Santissima Trinità - anno C - 3 giugno 2007

Prima lettura: Pr 8,22-31 • Salmo responsoriale: Sal 8,4-9
Seconda lettura: Rm 5,1-5 • Vangelo: Gv 16,12-15

Il mistero della sapienza di Dio

La solennità odierna invita a riflettere su un aspetto centrale della nostra esperienza di fede, cioè sul mistero della Trinità. La Parola di Dio ci guida in questo cammino, ma essa offre solo delle indicazioni che ci introducono in questo orizzonte, lasciandoci però come sulla soglia, sul limitare di questa realtà, che è il Dio Uno e Trino. Per avvicinarci a questa soglia, possiamo riflettere sul fatto che il Dio al quale aderiamo con tutto il nostro essere non si presenta come un soggetto solitario, autarchico, ma si rivela come un Essere in relazione.
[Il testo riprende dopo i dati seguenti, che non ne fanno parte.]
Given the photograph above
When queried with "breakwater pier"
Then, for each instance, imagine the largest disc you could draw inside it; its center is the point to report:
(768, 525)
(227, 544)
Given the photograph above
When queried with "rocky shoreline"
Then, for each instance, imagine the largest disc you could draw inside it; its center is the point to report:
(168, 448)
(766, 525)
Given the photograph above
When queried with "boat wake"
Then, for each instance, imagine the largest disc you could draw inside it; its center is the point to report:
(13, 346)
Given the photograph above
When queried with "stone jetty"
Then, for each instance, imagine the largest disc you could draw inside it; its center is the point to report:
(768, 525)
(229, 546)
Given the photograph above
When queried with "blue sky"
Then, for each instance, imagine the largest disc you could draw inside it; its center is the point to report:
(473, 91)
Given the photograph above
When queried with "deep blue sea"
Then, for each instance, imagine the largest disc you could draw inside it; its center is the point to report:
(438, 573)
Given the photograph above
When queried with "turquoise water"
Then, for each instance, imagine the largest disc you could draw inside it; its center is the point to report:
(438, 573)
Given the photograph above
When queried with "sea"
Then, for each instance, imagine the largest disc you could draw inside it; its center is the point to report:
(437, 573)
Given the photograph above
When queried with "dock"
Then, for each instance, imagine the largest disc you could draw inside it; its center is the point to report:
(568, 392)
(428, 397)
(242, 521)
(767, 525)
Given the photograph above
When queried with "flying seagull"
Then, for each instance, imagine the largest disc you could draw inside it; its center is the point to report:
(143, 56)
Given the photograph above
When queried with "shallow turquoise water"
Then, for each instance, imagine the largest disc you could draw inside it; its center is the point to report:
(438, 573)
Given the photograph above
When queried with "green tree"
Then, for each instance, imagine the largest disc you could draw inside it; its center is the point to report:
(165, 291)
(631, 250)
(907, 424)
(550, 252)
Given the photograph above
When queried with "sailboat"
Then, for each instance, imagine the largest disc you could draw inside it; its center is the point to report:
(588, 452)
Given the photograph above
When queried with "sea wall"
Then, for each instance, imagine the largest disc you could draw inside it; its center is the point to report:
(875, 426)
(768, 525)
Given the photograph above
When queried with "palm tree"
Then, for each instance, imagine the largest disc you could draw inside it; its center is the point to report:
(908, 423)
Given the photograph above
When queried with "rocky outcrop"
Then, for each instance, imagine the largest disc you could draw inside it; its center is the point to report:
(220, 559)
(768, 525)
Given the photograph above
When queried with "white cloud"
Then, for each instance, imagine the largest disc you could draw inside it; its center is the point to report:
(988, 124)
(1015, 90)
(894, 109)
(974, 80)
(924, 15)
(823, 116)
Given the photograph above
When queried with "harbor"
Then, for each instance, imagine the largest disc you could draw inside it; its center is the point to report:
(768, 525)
Quello che noi conosciamo di Dio non è il prodotto di elucubrazioni umane, ma ci è stato rivelato. Ciò vuol dire che non avremmo mai potuto immaginarci un Dio che è Padre, Figlio e Spirito, che quindi si definisce a partire dalla relazione esistente tra le diverse Persone divine, e tra la Trinità e noi. È difficile, per la nostra mente, riuscire ad esprimere questo mistero dell’unità di Dio che esiste in tre persone, ma certo il concetto di relazione ci dà un’idea di quello che egli vuole comunicare di sé.
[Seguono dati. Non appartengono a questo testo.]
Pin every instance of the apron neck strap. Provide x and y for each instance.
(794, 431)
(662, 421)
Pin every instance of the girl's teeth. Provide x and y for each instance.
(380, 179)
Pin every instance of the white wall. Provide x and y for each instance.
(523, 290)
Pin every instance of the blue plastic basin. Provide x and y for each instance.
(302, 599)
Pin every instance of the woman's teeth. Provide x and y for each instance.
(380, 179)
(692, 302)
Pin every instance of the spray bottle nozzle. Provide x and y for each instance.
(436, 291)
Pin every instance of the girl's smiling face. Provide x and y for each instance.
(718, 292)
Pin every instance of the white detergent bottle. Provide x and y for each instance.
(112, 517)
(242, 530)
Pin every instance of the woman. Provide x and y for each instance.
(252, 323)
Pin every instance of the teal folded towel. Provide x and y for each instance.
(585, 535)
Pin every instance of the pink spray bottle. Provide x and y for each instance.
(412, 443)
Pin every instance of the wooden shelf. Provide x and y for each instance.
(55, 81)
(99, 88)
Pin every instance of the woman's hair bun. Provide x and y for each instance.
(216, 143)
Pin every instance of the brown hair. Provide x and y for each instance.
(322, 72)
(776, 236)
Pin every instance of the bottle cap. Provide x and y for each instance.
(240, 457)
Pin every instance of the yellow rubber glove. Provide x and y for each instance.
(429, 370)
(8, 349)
A differenza di certe concezioni religiose e filosofiche, antiche e moderne, che rappresentano Dio come un essere impassibile, distante, autosufficiente, ecc., il Dio cristiano non è lontano, ma si è fatto così vicino all’uomo da diventare uomo egli stesso. Gesù non ha avuto paura di «contaminarsi », ma, per amore, ha condiviso in tutto la nostra esistenza umana. Egli ha rivelato il mistero del Padre, ci ha mostrato che Dio si dona all’uomo in maniera gratuita e incondizionata, e che tale donazione è definitiva. Noi abbiamo bisogno di tempo per accettare questa rivelazione, perché nel nostro cuore continuiamo a coltivare un sospetto radicale circa le intenzioni di Dio, facciamo fatica a credere che nel suo dono non ci siano secondi fini, ricatti, condizioni. Tale dubbio si chiama peccato e assume molte forme, alcune più riconoscibili, altre invece più subdole, ma nessuno di noi è esente da questa esperienza.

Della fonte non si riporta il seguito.